América Latina-União Europeia: quando a continuidade é a chave da agenda
Apesar das relações historicamente próximas entre a América Latina e as Caraíbas e a União Europeia, as diferentes conjunturas dos últimos anos em ambas as partes provocaram alterações no ritmo e na velocidade do diálogo birregional. Estes fatores tiveram um impacto, muitas vezes negativo, no avanço de acordos essenciais.

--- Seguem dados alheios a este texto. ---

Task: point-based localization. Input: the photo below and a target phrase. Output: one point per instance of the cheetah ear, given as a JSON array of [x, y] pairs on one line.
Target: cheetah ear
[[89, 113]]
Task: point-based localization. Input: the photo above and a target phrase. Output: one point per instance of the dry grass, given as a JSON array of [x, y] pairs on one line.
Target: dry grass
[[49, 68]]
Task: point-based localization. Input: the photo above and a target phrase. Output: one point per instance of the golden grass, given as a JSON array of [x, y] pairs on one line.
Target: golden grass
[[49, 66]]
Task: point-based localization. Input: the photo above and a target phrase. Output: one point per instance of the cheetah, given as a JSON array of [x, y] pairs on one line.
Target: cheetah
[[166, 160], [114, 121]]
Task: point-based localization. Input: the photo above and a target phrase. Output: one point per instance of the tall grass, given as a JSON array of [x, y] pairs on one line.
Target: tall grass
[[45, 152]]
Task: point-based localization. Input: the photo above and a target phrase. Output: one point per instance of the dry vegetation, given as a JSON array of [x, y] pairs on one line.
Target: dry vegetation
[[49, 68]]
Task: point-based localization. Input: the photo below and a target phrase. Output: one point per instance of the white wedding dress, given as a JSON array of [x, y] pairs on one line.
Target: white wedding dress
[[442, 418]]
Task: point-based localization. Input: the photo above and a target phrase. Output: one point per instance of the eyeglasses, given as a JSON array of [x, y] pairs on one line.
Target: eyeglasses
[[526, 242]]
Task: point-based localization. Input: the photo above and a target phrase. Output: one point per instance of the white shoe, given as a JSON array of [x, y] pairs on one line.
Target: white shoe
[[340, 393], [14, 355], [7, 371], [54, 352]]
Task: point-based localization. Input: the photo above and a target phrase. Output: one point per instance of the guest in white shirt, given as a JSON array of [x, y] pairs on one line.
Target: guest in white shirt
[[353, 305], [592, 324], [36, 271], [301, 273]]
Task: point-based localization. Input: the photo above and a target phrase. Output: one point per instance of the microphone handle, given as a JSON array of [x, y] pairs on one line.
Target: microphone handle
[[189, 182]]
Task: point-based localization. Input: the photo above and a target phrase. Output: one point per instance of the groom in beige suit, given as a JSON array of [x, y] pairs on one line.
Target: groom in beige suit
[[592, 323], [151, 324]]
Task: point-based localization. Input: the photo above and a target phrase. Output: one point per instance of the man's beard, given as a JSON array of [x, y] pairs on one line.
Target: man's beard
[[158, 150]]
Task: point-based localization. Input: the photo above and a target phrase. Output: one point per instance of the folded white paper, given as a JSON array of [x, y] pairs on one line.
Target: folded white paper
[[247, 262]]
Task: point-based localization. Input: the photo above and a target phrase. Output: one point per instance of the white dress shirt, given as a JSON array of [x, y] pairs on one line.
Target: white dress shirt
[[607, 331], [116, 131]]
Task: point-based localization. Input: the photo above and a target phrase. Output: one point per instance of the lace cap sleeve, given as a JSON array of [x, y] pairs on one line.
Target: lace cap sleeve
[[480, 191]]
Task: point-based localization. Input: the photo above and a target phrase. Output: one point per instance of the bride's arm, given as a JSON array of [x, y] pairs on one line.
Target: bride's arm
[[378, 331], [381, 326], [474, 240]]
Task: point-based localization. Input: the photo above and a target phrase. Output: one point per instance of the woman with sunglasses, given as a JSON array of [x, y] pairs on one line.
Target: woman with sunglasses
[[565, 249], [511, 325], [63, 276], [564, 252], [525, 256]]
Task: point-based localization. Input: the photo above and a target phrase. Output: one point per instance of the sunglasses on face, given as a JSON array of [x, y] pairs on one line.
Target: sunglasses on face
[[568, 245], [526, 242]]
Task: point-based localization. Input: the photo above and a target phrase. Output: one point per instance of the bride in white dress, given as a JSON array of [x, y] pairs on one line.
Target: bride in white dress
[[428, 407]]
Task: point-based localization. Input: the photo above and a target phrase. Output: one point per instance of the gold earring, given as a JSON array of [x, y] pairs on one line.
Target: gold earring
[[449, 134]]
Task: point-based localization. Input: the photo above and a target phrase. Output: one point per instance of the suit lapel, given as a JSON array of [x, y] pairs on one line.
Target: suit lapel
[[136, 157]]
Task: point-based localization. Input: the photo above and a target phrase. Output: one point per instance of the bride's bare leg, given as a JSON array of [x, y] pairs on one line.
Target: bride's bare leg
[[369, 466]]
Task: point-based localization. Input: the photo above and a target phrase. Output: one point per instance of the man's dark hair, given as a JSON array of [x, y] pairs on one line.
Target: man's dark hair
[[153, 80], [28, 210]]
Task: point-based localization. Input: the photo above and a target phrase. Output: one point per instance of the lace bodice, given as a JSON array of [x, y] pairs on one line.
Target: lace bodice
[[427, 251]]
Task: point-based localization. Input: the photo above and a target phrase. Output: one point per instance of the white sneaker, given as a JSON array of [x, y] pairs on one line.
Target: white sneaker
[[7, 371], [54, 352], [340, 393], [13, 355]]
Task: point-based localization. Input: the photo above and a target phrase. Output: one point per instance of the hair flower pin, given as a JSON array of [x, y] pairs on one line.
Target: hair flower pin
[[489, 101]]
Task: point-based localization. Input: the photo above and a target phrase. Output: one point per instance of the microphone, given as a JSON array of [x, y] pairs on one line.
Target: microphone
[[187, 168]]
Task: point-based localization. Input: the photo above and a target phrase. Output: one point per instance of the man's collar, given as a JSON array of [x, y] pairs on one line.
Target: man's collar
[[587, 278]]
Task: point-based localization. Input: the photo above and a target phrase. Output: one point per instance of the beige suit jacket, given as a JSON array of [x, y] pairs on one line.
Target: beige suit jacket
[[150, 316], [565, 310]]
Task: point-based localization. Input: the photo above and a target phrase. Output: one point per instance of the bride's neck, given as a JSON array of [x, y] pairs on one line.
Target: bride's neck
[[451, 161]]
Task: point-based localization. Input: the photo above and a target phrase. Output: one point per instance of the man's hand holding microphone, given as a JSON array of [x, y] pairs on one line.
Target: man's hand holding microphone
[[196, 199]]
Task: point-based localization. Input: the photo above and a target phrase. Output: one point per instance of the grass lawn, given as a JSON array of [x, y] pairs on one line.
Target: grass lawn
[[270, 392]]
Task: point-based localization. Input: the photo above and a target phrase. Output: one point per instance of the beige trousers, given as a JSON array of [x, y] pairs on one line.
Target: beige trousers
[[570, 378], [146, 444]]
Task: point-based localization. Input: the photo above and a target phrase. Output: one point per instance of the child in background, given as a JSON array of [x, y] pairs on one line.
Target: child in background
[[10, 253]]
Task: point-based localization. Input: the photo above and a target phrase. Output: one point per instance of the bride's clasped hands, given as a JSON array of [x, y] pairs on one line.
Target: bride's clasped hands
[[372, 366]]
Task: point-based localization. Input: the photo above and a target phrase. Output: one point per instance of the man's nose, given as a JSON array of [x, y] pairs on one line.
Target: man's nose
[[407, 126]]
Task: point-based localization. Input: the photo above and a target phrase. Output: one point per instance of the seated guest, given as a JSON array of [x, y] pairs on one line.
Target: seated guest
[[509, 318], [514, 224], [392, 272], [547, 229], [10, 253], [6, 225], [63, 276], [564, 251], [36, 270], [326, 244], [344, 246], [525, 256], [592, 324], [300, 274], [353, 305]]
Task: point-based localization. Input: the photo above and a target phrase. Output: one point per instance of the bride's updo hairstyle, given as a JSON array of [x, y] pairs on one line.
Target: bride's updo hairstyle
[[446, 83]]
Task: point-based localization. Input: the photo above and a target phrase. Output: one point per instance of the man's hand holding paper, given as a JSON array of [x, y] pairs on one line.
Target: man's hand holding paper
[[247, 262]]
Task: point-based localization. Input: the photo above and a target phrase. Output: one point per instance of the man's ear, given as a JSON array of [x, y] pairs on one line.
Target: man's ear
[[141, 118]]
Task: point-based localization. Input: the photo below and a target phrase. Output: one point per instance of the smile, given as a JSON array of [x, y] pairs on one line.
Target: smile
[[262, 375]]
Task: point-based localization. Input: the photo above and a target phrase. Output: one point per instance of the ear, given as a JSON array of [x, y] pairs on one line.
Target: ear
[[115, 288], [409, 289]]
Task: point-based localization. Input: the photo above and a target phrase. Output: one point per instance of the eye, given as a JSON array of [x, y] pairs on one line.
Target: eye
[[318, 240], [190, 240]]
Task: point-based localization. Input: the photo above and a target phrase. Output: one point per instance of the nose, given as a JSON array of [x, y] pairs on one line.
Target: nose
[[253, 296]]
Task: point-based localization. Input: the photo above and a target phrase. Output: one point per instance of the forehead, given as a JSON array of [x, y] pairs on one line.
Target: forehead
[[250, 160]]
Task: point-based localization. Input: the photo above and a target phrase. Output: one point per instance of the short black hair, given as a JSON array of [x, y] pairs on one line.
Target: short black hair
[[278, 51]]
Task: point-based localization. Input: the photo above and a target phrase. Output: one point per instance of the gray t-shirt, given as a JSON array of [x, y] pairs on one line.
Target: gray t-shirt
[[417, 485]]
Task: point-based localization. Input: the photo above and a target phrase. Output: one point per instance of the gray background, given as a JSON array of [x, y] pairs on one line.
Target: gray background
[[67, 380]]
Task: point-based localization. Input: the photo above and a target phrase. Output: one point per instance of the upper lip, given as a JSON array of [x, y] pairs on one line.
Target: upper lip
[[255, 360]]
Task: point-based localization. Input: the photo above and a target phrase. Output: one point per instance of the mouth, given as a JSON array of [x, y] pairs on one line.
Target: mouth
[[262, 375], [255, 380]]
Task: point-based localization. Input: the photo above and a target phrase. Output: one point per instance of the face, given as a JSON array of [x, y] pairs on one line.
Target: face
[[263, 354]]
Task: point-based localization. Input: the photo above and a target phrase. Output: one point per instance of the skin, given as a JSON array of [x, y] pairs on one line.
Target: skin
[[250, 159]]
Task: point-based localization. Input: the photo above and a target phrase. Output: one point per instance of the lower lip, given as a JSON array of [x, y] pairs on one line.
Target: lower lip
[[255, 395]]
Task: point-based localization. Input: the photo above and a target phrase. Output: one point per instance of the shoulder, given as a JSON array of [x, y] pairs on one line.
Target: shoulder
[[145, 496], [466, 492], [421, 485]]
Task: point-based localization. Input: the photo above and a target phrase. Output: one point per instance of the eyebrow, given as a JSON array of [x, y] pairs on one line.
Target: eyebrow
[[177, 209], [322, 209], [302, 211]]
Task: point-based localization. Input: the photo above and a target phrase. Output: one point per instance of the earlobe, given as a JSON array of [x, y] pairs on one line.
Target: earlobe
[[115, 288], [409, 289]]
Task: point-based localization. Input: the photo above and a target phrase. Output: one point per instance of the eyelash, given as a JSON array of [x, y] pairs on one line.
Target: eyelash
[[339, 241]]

O contexto atual, apesar das complexidades económicas, oferece uma nova oportunidade para consolidar um processo de continuidade e, espera-se, de sustentabilidade.
Recentemente, Félix Fernández-Shaw, diretor para a América Latina e Caraíbas da Direção-Geral das Parcerias Internacionais da Comissão Europeia, descreveu as duas regiões como “as mais compatíveis do planeta”, tanto pela proximidade cultural como pela semelhança dos desafios que enfrentam.
Não há dúvidas de que esta compatibilidade existe e é altamente valorizada em ambos os lados do Atlântico. No entanto, a correspondência não é suficiente para que as relações funcionem. O maior desafio é que ambas as regiões se tenham mutuamente como protagonistas das suas agendas para além das conjunturas políticas internas. A América Latina e a União Europeia devem manter um diálogo privilegiado estrutural em vez de conjuntural. Ainda que num cenário tão mutável, e muitas vezes oscilante como o latino-americano, este seja um objetivo complexo.
O acordo de comércio livre entre a UE-Mercosul está, sem dúvida, no centro desta agenda de relançamento, juntamente com acordos como os que a UE estabelecidos com o Chile e o México
Neste sentido, a Cimeira deste ano entre os países da União Europeia (UE) e a Comunidade de Estados Latino-Americanos e Caribenhos (Celac), após um hiato de oito anos (se não contarmos com a reunião virtual que teve lugar em 2021), deve ser uma nova oportunidade para relançar este diálogo com base em iniciativas e movimentos a longo prazo.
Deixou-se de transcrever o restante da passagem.